GUEST BLOGGER: TIFFANY GEE LEWIS

Tiffany Lewis lives in Austin, Texas, where she grows green vegetables and happy boys.  She writes a weekly column for Mormontimes.com.  And she’s nine months pregnant.

UPDATE: TIFFANY HAD HER BABY!  3/28 … a boy.  The whole family is delighted.

I have never been one of those people who worried about losing their figure as a mother, perhaps because I didn’t have much of one to begin with.

I’m on my fourth pregnancy, and am well resigned to the fact that I am shifting, like the earth’s tectonic plates. There are hills where there once were valleys, and valleys where there were hills. Things just won’t hang or sit the way they once did.

So that doesn’t bother me. And I have good pregnancies—no sciatic nerve pain or gestational diabetes. Beyond the overactive gag reflex and the occasional heartburn, (and being so short people ask me if I’m having TWINS when I’m only six months along), pregnancy is a good fit for me.

But there are times, in this long, nine-month process, that I dream of putting aside the belly, just for a moment. I want to hang it on a hook like Bob the Builder does with his toolbelt, for maybe 20 minutes. I’ll come right back and strap it on, I promise.
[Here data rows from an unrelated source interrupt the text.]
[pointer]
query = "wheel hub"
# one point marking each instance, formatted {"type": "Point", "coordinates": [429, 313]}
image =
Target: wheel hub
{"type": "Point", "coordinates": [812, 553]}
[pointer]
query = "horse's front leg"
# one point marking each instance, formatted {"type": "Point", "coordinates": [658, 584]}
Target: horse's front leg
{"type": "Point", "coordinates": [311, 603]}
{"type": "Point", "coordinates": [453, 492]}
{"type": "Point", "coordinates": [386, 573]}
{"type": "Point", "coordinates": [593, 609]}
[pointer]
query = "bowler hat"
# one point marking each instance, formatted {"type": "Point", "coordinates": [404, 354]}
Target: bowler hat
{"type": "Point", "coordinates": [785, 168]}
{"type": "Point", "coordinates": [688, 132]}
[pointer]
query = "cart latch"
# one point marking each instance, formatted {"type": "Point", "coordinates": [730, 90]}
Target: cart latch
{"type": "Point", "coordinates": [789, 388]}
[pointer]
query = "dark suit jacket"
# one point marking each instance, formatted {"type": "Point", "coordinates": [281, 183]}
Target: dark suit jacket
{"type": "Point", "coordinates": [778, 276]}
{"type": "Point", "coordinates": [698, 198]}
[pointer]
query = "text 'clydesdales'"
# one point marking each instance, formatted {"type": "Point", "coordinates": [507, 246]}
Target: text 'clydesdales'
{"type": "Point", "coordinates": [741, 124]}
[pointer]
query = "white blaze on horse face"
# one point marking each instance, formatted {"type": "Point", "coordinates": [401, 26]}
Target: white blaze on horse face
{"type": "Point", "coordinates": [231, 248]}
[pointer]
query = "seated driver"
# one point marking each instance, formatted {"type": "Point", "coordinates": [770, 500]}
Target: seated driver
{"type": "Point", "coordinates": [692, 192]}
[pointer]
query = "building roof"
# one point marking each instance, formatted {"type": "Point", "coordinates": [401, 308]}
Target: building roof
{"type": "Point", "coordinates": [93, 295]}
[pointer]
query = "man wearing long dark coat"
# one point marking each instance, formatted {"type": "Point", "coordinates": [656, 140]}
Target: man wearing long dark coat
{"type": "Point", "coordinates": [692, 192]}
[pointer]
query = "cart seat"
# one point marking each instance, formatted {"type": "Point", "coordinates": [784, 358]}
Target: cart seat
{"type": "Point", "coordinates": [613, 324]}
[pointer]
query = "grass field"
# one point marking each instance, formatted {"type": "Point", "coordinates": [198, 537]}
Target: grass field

Only there are things I want to do, and can’t. Here’s my running list:

1. Paint the baseboards of my dining room.
2. Scrub that nefarious region behind the toilet. (I have three boys—it’s like a live mine back there.)
3. Run races down the sidewalk with my children.
4. Take a three-mile jog through the nature preserve behind my house.
5. Do a handstand, then a cartwheel.
6. Jump on a trampoline and touch my toes.
7. Slip into that cute paisley skirt in my closet and twirl in front of the mirror.
8. Give my husband a real hug, not the half-sideways kind we resort to for this pregnancy thing.
9. Sleep on my back.

Nothing fancy, just a few pleasures I pine for as I lay on my side in bed at night, stuffed like manicotti among the pillows.

The only time I can suspend this weighty reality is during my weekly swims at the YMCA. Because of that instinctive gag reflex, I couldn’t swim for the first few months of pregnancy. Whenever I passed a floating hairball (and once, a small lizard carcass) I nearly lost my Cheerios right there in the lap lane. Then I splurged on a pair of dark blue goggles, took out my contacts, and I’ve been good ever since.

I swam a mile last week, trucking through the water like those mighty cruise ships we used to see off the coast of Miami Beach. With the aquacise ladies on one side of the pool and me on the other, we created a mighty wake back and forth that sloshed waves against the pool’s edges. I swam strong and sure for 45 minutes, suspended in the reality that I was light, airless. Then I went to pull myself out of the pool and my knees buckled under all that weight, wet and drippy. I was not Dara Torres, I was Moby Dick, washed ashore.

I am due any day. I am not, like some pregnant marvels, the type that tightens up again into a lithe beauty two weeks after labor. My whole body sags like poked bread dough left to rise and then sink. That too, I am okay with. I will swim, and bike and run, bend down a million times a day to retrieve Legos and Bionicles and change diapers. Every time I do, I will be grateful for the space missing around my middle, and marvel at love’s ability to expand for another child.